As Royal Liverpool head professional John Heggarty said, any shot missing the green will leave a “devilishly difficult” up and down to save par.
“I see what they tried to do,” said Jon Rahm of the new hole. “The old 15, par-3, was the complete opposite of the hole. You have a short downhill hole most likely downwind with basically all the edges sloping towards the center of the green. I thought it was a good hole. You could make a birdie, and if you miss the green, a bogey was lurking.”
The layout at Royal Liverpool was altered to accommodate the new hole. What was the 16th hole is now the 15th. The former 17th hole is now No. 16, and the old par-3 15th hole has been removed.
“This time they made a really difficult turtle shell par-3,” Rahm continued. “If you hit a good shot, put it on the green, you have a clear look at birdie. If you miss the green, you have a clear look at bogey. It’s hard to say anything is fair or unfair because it’s so short.”
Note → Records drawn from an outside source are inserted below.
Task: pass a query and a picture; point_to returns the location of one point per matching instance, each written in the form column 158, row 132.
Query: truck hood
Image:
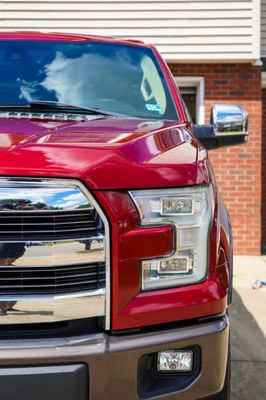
column 106, row 153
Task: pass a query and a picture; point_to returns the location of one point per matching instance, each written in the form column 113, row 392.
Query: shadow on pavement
column 248, row 353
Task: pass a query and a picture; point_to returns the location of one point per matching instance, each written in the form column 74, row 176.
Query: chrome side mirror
column 229, row 119
column 229, row 127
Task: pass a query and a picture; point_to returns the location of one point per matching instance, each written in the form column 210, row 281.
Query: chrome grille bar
column 54, row 250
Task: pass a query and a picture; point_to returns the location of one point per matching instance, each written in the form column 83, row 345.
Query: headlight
column 189, row 210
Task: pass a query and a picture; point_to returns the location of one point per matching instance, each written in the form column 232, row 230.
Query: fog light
column 175, row 361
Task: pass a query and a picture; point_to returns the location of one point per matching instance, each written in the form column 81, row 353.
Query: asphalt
column 248, row 330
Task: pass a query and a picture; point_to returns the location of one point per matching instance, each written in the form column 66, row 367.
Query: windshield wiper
column 51, row 106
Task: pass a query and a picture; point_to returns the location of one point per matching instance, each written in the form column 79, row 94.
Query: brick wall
column 238, row 169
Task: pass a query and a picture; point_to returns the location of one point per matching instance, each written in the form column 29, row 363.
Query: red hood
column 108, row 153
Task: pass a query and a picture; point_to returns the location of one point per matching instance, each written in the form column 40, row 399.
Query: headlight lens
column 190, row 211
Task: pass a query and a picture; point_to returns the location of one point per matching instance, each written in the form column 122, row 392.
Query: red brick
column 240, row 171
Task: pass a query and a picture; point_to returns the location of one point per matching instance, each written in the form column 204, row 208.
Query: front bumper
column 113, row 362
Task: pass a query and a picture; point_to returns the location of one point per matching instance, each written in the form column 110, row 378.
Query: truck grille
column 48, row 225
column 55, row 280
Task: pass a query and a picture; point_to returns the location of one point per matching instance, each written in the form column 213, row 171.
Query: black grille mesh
column 51, row 280
column 48, row 225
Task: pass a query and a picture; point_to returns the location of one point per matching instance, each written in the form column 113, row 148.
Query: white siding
column 263, row 28
column 182, row 30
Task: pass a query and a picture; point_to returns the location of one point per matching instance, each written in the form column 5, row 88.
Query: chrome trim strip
column 101, row 342
column 102, row 296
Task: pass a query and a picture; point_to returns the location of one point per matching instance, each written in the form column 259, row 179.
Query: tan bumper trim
column 113, row 360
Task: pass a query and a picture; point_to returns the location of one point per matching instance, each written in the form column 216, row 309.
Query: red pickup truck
column 115, row 246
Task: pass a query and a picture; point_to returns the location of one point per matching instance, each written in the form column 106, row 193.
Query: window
column 192, row 90
column 111, row 76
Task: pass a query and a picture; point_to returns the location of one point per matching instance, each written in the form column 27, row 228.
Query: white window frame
column 199, row 84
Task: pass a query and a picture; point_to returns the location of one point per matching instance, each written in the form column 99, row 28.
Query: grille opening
column 51, row 280
column 49, row 225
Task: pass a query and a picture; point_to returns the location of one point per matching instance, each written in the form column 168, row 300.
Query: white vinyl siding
column 182, row 30
column 263, row 28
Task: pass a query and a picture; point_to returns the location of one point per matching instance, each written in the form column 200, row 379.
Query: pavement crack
column 250, row 361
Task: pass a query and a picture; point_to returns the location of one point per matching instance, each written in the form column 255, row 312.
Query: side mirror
column 229, row 127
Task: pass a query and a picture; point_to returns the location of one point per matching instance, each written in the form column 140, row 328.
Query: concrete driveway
column 248, row 330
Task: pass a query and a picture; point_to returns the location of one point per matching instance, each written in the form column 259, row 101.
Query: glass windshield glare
column 113, row 77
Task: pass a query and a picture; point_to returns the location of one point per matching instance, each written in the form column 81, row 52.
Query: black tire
column 225, row 393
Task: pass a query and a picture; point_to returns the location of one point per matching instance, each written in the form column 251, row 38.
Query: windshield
column 113, row 77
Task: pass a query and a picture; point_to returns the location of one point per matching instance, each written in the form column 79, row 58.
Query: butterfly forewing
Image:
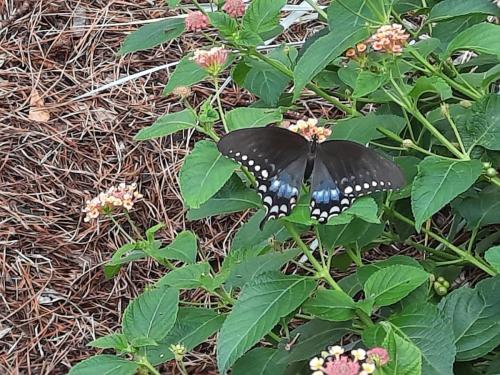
column 277, row 159
column 345, row 170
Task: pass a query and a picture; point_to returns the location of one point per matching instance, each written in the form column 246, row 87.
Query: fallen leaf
column 38, row 112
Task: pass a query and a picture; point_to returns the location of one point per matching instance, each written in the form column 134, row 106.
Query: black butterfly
column 281, row 160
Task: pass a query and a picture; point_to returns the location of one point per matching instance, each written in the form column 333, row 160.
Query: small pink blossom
column 196, row 21
column 213, row 60
column 235, row 8
column 378, row 354
column 342, row 366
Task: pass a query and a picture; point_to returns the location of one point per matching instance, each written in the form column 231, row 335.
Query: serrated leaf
column 168, row 124
column 186, row 73
column 259, row 361
column 391, row 284
column 184, row 248
column 186, row 277
column 260, row 306
column 331, row 305
column 322, row 52
column 452, row 8
column 203, row 173
column 193, row 327
column 152, row 314
column 247, row 117
column 248, row 269
column 492, row 256
column 423, row 325
column 481, row 38
column 104, row 364
column 433, row 84
column 363, row 273
column 233, row 197
column 438, row 182
column 153, row 34
column 473, row 314
column 116, row 341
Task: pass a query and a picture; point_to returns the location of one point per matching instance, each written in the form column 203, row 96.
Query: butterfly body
column 281, row 160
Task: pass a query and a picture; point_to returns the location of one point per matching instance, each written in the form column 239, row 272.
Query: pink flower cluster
column 235, row 8
column 309, row 130
column 389, row 38
column 122, row 196
column 213, row 60
column 196, row 21
column 360, row 362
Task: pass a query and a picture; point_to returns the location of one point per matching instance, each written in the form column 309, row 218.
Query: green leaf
column 152, row 34
column 117, row 341
column 104, row 364
column 363, row 273
column 233, row 197
column 452, row 8
column 423, row 325
column 492, row 256
column 203, row 173
column 261, row 304
column 186, row 73
column 311, row 338
column 192, row 327
column 186, row 277
column 482, row 127
column 391, row 284
column 168, row 124
column 322, row 52
column 438, row 182
column 227, row 26
column 183, row 248
column 366, row 83
column 262, row 15
column 152, row 314
column 481, row 38
column 331, row 305
column 259, row 361
column 247, row 117
column 481, row 209
column 433, row 84
column 364, row 129
column 473, row 314
column 248, row 269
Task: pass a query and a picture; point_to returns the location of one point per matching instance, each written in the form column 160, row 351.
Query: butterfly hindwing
column 277, row 158
column 345, row 170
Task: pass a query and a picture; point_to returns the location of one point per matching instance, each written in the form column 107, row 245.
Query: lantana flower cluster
column 122, row 196
column 359, row 362
column 309, row 129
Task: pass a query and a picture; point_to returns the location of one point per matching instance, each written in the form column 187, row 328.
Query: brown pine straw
column 53, row 295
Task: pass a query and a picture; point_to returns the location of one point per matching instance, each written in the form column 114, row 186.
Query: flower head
column 316, row 363
column 212, row 60
column 378, row 356
column 196, row 21
column 122, row 196
column 389, row 38
column 342, row 366
column 235, row 8
column 309, row 130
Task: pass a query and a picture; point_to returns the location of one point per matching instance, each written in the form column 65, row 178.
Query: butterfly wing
column 277, row 158
column 345, row 170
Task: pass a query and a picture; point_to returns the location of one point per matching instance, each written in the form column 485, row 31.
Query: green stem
column 464, row 255
column 219, row 105
column 317, row 8
column 311, row 86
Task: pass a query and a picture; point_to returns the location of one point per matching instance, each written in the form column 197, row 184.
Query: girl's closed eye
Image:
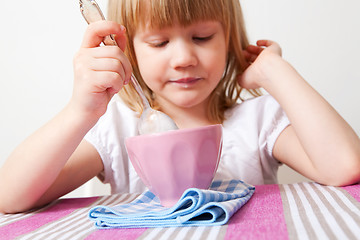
column 158, row 44
column 203, row 39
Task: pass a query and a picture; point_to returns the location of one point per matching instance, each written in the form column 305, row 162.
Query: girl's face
column 182, row 65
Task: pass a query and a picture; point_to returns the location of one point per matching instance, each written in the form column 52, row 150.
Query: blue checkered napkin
column 196, row 207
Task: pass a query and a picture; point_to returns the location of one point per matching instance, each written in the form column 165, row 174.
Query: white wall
column 37, row 43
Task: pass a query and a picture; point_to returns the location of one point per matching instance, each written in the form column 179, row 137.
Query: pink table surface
column 290, row 211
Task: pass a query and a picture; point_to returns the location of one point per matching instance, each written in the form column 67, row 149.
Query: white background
column 38, row 40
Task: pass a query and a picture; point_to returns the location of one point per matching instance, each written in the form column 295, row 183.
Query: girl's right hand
column 99, row 71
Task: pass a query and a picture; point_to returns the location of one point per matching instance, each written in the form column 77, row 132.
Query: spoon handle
column 92, row 13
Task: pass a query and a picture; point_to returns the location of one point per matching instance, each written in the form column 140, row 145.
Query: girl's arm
column 51, row 162
column 319, row 143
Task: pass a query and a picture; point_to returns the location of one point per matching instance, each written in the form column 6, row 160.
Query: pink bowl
column 171, row 162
“It’s way more difficult than it was before,” he added.
Brooks Koepka loves a challenging test on the golf course, so it should come as no surprise that the reigning 2023 PGA champion is a fan of the new-look 17th.
“I’m a big believer in the short par-3s, make it difficult, exactly like that,” he said. “I think all the best par-3s in the world that have ever been designed are 165 yards or shorter — 12th at Augusta, (17th at TPC) Sawgrass. I mean, Postage Stamp (eighth at Royal Troon)…I like it.”
“There’s not much room for error up there,” said Smith, who hit a 7-iron on Sunday into a 30-40 mph wind.
English qualifier Matthew Jordan grew up playing the course as a member and is as interested in hearing what players have to say about the new hole as anyone. He’s concerned that the success of the hole may come down to the weather. “I think if you’re having 120 yards with no wind and it’s soft, I think it’s not going to create the drama that you guys probably want, that members probably want,” he said.
Another Englishman, the world No. 9 Matt Fitzpatrick, termed the hole “interesting.” Asked to elaborate, he would only add, “I’ll leave it at that.”
But Fitzpatrick’s caddie Billy Foster may have expressed a sentiment that both he and his boss share.
“Unfortunately I think this Open Championship could be remembered for a calamity that happened,” Foster told Golf Monthly. “There was nothing wrong with the little par three they had before and they’ve created a monstrosity in my opinion.”
The new hole was conceived in 2019 by Martin Ebert, who has become the British Open doctor, fixing courses in the rota ahead of their next starring role and making sure they hold up against the onslaught of modern technology. Ebert may have a bone to pick with his work being deemed a “monstrosity,” but he doesn’t disagree with Foster’s contention that someone in contention could make a mess on Sunday at Little Eye.
“I imagine the leader, standing on the 71st tee, won’t be confident of victory even with a three- or four-stroke lead,” Ebert told Links Magazine.
On Tuesday, he went to see how his creation stacked up against the pros, but didn’t stay too long.
“It’s even a bit wet for me,” he said.